Don't forget to add time in for breakfast, lunch and location moves. Hungry cast and crew make for an unhappy set.
I created mine in Excel using a simple formula to add the eighths, breakfast, lunches and travel time into one total hour count. If you want the formula, just ask in the comments and I’m happy to share.
Stripboard complete, and with the storyboard to hand (I’ll write a separate blog on that and share my terrible drawings), you can now create your shot list.
A shot list is a detailed description of each shot that will be given to all crew, so it needs to have information relevant to them. The DOP needs to know the camera kit, lens and angles. The sound department needs to know if a boom or lav mics, or both, are needed and how far away the actors will be from the camera. The gaffer and lighting department need to know how to light the set, and so on. It’s (another ugly) spreadsheet with information on every single shot you plan to film. There’s much discussion on the internet about what information you should add, so I created mine using a mix of what Masterclass, Studio Binder and Vimeo suggest, plus what I thought would be helpful. My headings were: scene number, storyboard frame number, shot, shot type, subject, angle, movement, lens, gear, frame rate, location, EXT / INT, sound, shot description, coverage, cast, set up time, shoot time, total time and best take number.
To create this, I used both the storyboard and the stripboard. The stripboard so I know the order we are shooting in (this is the order I’ve created the shot list in) and the storyboard so I know how I want each scene to look.
The storyboard gives me the frame, angle and lens we need for each shot.
The stripboard has the basic shoot time for each scene that I can now break down further, so each shot has a set-up time and a shoot time. This is where you’ll find out if you did your stripboard correctly. Scenes that are complicated to set up might require more time than you allocated on the eighth of the page, which might mean a whole scene needs to move to another day. Or, a more happy discovery, you might find you allocated far too much time to a pretty simple scene. Any changes you make to your shot list should be replicated in your stripboard, so they always match.
If you have a DOP, you should work on the shot list together, talking through each shot and making changes if and when required. If you are the DOP, I suggest you step away from your shot list for a little bit, so you can view it against your stripboard and storyboard with fresh eyes.
Once you’re happy with the shot list and it’s signed off, you can move on to the daily schedules.
Daily schedules are a breakdown of everything you are doing each day: all the locations addresses; cast list; crew list; call times; important contact information for health and safety, such as hospitals; sunrise and sunset times (and in our case tide times); and what you’re actually shooting each day.
To create this, you use the information from your stripboard and shot list, plus all the shareable details you have on the cast and crew. When you create the daily schedules, you should also add the sides for that day, so everything is in one place. Sides are the pages of the script you film each day in order of filming, so everyone has them to hand instead of going through the whole script.

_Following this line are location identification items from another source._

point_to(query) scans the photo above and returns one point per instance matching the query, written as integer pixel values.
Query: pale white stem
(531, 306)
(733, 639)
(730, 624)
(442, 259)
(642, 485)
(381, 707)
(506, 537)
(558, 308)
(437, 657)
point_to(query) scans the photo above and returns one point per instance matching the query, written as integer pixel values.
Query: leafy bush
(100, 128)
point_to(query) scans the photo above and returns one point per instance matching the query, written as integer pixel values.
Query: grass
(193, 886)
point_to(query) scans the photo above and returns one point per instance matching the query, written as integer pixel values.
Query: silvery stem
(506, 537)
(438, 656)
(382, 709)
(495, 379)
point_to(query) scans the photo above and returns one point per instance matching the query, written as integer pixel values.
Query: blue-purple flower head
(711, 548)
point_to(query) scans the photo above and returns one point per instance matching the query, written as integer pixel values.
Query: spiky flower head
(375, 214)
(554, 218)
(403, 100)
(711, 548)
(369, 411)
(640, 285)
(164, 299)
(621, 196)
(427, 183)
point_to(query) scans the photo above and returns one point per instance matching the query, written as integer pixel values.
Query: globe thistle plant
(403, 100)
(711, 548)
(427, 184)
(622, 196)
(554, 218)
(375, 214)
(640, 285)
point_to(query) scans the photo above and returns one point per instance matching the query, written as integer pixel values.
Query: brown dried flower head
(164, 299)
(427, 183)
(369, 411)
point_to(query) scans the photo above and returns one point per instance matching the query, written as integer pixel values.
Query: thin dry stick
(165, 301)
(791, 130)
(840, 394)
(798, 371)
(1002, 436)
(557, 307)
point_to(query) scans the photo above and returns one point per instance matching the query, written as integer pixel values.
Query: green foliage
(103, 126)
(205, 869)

To do this I did a PDF print of the pages I needed, so it saved exactly what I wanted in a separate document.
Now you have all your shooting schedules.
If and when changes occur I think you're allowed to have a silent tantrum and then you need to get on with replicating the changes on all documents: strip board, shot list and daily schedules. If you don’t, you’ll end up in a whole heap of confusion, not knowing which is the latest and truest version, and no one wants to be there.
All my years of scheduling and project managing at universities came in handy doing this. It’s so funny because I used to always think, when am I ever going to use these skills outside of this job? Just goes to show how wrong I was.